PROFILING: Paul asked what if a person looked like Timothy McVeigh? Romney said people, who are a lower risk, should be allowed to go through TSA screening more quickly. Perry proposed a law to criminalize TSA pat-downs, privatize the agency, and get rid of their union. Santorum would profile those most likely to commit crime, such as Muslims and younger males. We should look for the bomber, not the bomb. He favors privatizing the TSA. Cain called profiling targeted identification. Since terrorists want to kill us, we should kill them first said Cain.

INTERROGATION: Bachmann made the ridiculous statement Obama turned over the interrogation of terrorists to the ACLU. She also believes the CIA can no longer interrogate terrorists.

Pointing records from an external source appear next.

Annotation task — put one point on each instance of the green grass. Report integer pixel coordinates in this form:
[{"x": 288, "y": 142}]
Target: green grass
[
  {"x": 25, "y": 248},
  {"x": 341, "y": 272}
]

FOREIGN AID: Ron Paul said all foreign aid is worthless. We take money from poor people in the U.S. and give it to rich people in poor countries. We have endless war and foreign aid, but nobody cares about the budget. The biggest threat to our national security is our financial condition.  Santorum incorrectly said “Africa” was a “country” on the brink. The work we are doing, such as the Millennium Challenge, is essential for national security. It would be absolutely wrong to zero out foreign aid. We are the shining city on the hill that comes to the aid of those in trouble. We have saved military deployments by wisely spending not on our enemies, but on our friends in Africa. Cain said foreign aid should depend on results. Perry said if you are not going to be an ally of the U.S., do not expect a dime of our money.

WAR: Ron Paul said our needless and unnecessary wars have undermined our prosperity and liberties, and added to our deficits. We are too careless in the use of the word war. We did not declare war. We are against terrorism, which is only a tactic. Santorum agreed we are not fighting a war on terrorism, since it is only a tactic. We are at war against radical Islam, he said.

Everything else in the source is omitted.